Das Währungspaar USDCAD konnte seine jüngsten Gewinne im Tagesverlauf halten und versucht, einen Teil der vorherigen Verluste wieder wettzumachen. Es steht jedoch weiterhin unter negativem und dynamischem Druck, da es unter dem EMA50 notiert, was die Stabilität und Dominanz des kurzfristigen Abwärtstrends unterstreicht. Das Paar bewegt sich zudem entlang einer Abwärtstrendlinie, die diese Richtung bestätigt.
Im Hintergrund zeichnet sich bei den Relative-Strength-Indikatoren ein negatives Crossover ab, nachdem diese ein stark überkauftes Niveau erreicht haben. Dieses ist im Vergleich zur Kursentwicklung des Währungspaares übertrieben und deutet auf die mögliche Bildung einer bärischen Divergenz hin.
Das Währungspaar USDJPY setzte seinen Aufwärtstrend im jüngsten Tageshandel fort, unterstützt durch positive Signale der Relative-Stärke-Indikatoren, nachdem der vorherige überkaufte Zustand abgebaut worden war, als Versuch, den kurzfristigen Abwärtstrend zu korrigieren.
Allerdings steht das Währungspaar weiterhin unter negativem dynamischem Druck, da es nach wie vor unter dem EMA50 notiert, was die Chancen auf eine vollständige Erholung in naher Zukunft einschränkt.

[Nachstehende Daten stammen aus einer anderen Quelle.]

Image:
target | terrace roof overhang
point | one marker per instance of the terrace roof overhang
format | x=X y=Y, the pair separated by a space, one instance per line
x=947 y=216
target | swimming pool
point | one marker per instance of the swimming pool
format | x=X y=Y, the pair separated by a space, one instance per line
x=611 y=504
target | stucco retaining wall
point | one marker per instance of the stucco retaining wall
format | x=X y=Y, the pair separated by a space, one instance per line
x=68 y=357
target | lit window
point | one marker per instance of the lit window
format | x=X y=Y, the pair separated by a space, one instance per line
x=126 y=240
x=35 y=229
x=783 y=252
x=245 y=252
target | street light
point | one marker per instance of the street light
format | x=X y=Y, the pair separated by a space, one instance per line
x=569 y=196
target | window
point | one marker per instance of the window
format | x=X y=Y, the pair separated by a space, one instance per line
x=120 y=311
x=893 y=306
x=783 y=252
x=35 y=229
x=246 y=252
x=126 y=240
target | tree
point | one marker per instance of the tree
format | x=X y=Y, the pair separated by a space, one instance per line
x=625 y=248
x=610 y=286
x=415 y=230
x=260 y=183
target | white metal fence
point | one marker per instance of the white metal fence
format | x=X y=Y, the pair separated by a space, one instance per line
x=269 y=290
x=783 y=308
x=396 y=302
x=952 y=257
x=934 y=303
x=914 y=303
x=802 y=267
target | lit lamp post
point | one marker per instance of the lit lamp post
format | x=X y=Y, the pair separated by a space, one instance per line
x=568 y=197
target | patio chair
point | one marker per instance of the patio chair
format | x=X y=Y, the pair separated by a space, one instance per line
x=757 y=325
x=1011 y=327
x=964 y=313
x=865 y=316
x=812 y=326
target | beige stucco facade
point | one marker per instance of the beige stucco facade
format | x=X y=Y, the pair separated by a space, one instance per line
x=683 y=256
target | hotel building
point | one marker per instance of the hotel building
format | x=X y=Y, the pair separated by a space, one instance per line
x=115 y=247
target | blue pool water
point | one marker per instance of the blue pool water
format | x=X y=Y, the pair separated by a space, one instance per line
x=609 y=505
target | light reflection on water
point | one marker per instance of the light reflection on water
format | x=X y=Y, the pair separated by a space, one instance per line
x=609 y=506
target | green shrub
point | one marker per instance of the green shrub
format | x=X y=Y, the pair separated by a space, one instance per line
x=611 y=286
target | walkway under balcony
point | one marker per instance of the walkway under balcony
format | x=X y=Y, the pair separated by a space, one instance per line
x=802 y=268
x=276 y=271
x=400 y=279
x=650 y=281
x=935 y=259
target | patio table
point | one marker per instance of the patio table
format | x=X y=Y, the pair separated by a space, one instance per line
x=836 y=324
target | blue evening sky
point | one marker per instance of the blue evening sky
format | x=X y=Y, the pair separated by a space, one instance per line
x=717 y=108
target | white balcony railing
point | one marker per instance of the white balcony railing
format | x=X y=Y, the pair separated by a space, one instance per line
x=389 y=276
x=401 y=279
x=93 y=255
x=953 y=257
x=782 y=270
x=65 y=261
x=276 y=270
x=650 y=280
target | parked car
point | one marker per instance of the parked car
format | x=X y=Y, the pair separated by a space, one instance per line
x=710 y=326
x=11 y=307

Das Währungspaar GBP/USD gab im Tagesverlauf nach, nachdem es den Widerstand bei 1,3640 erreicht hatte, der bereits in unserer vorherigen Analyse als Kursziel definiert war. Nun versucht das Paar, ein höheres Tief zu bilden, das als Basis dienen könnte, um die für die Fortsetzung der Erholung notwendige positive Dynamik wiederzuerlangen.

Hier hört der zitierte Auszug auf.